Saturday, May 21, 2016

Secondary To None

You think you've seen it all when it come to strange Topps offerings, right?  From gubernatorial candidates to baseball commissioners to little kids who won a contest, over the years Topps has put out some strange ones.  While it's nothing now for them to reel off a single subject printing (same day even) or a small set designed for a specific purpose such as the 1964 Rookie Banquet, before the dawn of digital photography and graphics software it used to take a lot of design and production work to do so. Yet they constantly did this right into the modern digital age.

In 1989 Topps made what is known in the financial world as a secondary offering of their stock. What that means is either an existing public company issued more shares of stock to raise additional capital or that current shareholders offered for sale, as a group, some of their existing shares.

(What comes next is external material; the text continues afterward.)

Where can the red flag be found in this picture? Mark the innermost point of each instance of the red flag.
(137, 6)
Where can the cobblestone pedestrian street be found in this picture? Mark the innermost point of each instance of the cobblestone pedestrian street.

The first Topps stock sale was, obviously, when they went public:

It's involved but Topps Chewing Gum redeemed all of its outstanding preferred stock (3,150 Series A shares and 4,157 B shares) on April 27, 1972, which represented the shares that were privately and primarily held by directors of the Company (mostly the Shorin family). The next day they did a 380-for-1 stock split of their common stock, ownership of which was still held within the company. Five million shares of common stock were priced at 10 cents a share a then retroactively applied back to February 28, 1971.

On March 3, 1973 100,000 shares of common stock were reserved for future stock options to be granted by the company. This was done to align with the Topps fiscal year from what I can make out. Eventually 60,000 shares of common stock were offered in an IPO on June 15, 1972. I would call Topps Chewing Gum a closely held public company as of that date.

You can see that Joel Shorin signed (or had his signature reproduced) as President and Louis Walker did the same as Treasurer, Agent and Registrar. Manufacturers Hanover Trust, the Shorin's longtime bank dating back to the founding of the American Leaf Tobacco Company in 1908, was the transfer agent, meaning they handled all stock transactions. Here's Louis now, standing in front of an ancient data storage system that could probably fit on my cell phone with room to spare:

Also of interest is the corporate seal:

Those of you who have been reading this blog or my book know that Topps was founded in 1938, incorporated briefly and then unincorporated around the start of World War 2, likely to avoid public scrutiny of their plans to buy up struggling candy companies due to looming sugar quotas. They then reincorporated following the death of their patriarch Morris Shorin in 1947.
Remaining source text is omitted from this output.